En cas de crevaison ou de fuite, un pneu gonflé à l’azote ne peut être regonflé à l’air.

FAUX – Regonflé à l’air, un pneu continue d’être fonctionnel, mais perd les bienfaits prodigués par une concentration minimale de 95% d’azote.


 Les jantes de pneus gonflés à l’azote sont mieux protégées contre la rouille et s’usent beaucoup moins vite.

VRAI – L’air étant composé à 22% d’oxygène et de gaz rares, l’humidité dans les pneus gonflés à l’air entraîne une oxydation plus rapide des jantes. Gonflés à l’azote, le pneu ne contient presque pas d’oxygène, donc pas d’oxydation.

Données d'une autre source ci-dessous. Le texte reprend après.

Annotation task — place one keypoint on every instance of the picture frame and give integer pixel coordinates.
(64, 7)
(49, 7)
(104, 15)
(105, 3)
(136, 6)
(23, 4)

 Les points de service pour le gonflage à l’azote sont rares.

FAUX – Au Québec, le gonflage à l’azote est de plus en plus disponible: les petits ateliers se munissent d’azote en bonbonne et les grands ateliers le produisent eux-mêmes.


 Le gonflage à l’azote entraîne des économies.

VRAI – Tout entretien de véhicule se traduit par des économies à long terme. L’azote réduit l’usure des pneus et la consommation de carburant tout en offrant une meilleure sécurité sur la route.


L’azote est insensible aux changements de température.

VRAI – Les écarts de température ont un impact minime et négligeable sur la pression des pneus gonflés à l’azote (+/- 1 psi).